Many in humble, as well as in more coveted circumstances, are discontented with their position. They repine at their lot, and murmur against the Providence which has assigned it. This is not only wicked but absurd, since true happiness lies much less in changing our condition than in making the best of it, whatever it be. Besides, God says, “I will make a man more precious than fine gold; even a man than the golden wedge of Ophir;” and the estimate which He forms of us turns in no respect whatever on the place we fill. One artist paints a grand, another a common, or even a mean, subject; but we settle their comparative merits, praising this one and condemning that, not by the subjects they paint, but by the way they paint them. To borrow an illustration from the stage, (as Paul did from heathen games,) one player, tricked out in regal state, with robes, and crown, and sceptre, performs the part of a king, and another that only of a common soldier or country boor; yet the applause of the audience is not given to the parts the actors play, but to the way they play them. Even so, it is not the place that man fills, whether high or humble, but the way he fills it to which God has, and we should have, most regard.
Not that we would reduce the inequalities of society any more than those of the earth, with its varied features of swelling hill and lovely dale, to one dull, long, common level. Death, the great grim leveller, does that office both for cottagers and kings. Let it be left to the sexton’s spade. The mountains which give shelter to the valleys, and gather the rains that fill their rivers and fertilise their pastures, have important uses in nature, and so have the corresponding heights of rank and wealth and power in society. Setting our affections on things above, let us be content to wait for the honours and rest of heaven; let us seek to be good rather than great; to be rich in faith rather than in wealth; to stand high in God’s esteem rather than in man’s; saying, with Paul, “I have learned in whatsoever state I am, therewith to be content;”—or singing with the boy in the “Pilgrim’s Progress,” who, meanly clad, but with “a fresh and well-favoured countenance,” fed his father’s sheep,—
“Do you hear him?” said the guide. “I will dare to say that this boy lives a merrier life, and wears more of that herb called heart’s-ease in his bosom, than he that is clad in silk and velvet.”

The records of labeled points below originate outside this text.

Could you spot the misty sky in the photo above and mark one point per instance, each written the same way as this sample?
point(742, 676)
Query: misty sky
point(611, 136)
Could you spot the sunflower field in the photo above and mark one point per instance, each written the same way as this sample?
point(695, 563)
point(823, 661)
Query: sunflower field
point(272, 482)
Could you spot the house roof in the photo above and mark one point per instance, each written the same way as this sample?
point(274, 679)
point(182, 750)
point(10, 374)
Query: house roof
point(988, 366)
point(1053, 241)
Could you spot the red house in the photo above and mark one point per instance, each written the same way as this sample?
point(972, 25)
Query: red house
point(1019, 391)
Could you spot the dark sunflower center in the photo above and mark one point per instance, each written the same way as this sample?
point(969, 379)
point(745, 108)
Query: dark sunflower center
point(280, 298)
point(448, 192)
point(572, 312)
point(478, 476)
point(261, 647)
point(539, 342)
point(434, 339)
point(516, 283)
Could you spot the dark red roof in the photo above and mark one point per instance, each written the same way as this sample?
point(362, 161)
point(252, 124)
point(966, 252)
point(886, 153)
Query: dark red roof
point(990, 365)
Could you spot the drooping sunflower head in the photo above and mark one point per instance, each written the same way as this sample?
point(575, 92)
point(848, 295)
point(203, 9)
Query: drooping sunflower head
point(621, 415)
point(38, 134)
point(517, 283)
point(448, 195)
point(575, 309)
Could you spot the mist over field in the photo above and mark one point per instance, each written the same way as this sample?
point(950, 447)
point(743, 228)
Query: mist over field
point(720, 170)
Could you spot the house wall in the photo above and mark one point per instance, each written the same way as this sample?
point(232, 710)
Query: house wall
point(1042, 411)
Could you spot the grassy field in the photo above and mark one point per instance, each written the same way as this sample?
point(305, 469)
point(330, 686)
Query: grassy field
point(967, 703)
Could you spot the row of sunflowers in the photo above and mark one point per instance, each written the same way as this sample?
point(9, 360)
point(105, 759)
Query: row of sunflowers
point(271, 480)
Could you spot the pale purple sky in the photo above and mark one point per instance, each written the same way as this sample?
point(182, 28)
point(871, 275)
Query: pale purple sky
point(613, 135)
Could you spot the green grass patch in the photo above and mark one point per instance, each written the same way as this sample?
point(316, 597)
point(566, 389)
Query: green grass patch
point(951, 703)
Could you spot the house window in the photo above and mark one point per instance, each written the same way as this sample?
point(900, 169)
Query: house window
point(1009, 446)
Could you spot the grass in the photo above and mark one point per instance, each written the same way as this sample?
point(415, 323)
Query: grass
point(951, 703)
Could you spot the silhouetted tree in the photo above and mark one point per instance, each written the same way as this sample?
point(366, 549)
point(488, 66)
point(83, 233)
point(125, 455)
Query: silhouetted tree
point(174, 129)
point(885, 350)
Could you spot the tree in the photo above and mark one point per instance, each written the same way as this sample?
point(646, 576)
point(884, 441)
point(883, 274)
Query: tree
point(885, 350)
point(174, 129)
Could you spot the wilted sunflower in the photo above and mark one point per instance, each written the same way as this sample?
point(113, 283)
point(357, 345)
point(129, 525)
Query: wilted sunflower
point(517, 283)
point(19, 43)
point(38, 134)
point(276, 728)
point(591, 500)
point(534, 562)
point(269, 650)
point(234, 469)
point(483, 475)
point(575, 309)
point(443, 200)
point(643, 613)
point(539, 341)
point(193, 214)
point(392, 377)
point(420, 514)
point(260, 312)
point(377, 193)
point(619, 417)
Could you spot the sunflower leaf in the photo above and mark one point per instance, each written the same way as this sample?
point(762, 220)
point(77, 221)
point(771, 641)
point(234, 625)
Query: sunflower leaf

Why should a man blush for his humble origin? The Saviour’s mother was a poor woman; and no head ever lay in a meaner cradle than the manger where Mary laid her first-born—the Son of the Most High God. Why should any be ashamed of honest poverty? Men of immortal names, the apostles, were called from the lowest ranks, and went forth to conquer and convert the world without a penny in their purse. Was not our Lord himself poor? He earned His bread, and ate it, with the sweat of His brow, while others lay luxuriously on down; He had often no other roof than the open sky, or warmer bed than the dewy ground; and never had else to entertain His guests than the coarsest and most common fare—barley-loaves and a few small fishes. Though rich in the wealth of Godhead, with the resources of heaven and of earth at His sovereign command, poverty attended His steps like His shadow, along the way from a humble cradle to a bloody grave. He made Himself poor that He might make us rich; and it seemed meet that to poor rather than to rich men God should reveal the advent of Him who came to enrich the poor, whether kings or beggars, peers or peasants. As if to censure the respect paid to rank apart from merit, or to wealth apart from worth, He who has no respect for persons honoured in these shepherds honest poverty and humble virtue. They received ambassadors not accredited to sovereigns; as cottages, not palaces, housed Him whom the heavens have received, and the heaven of heavens cannot contain.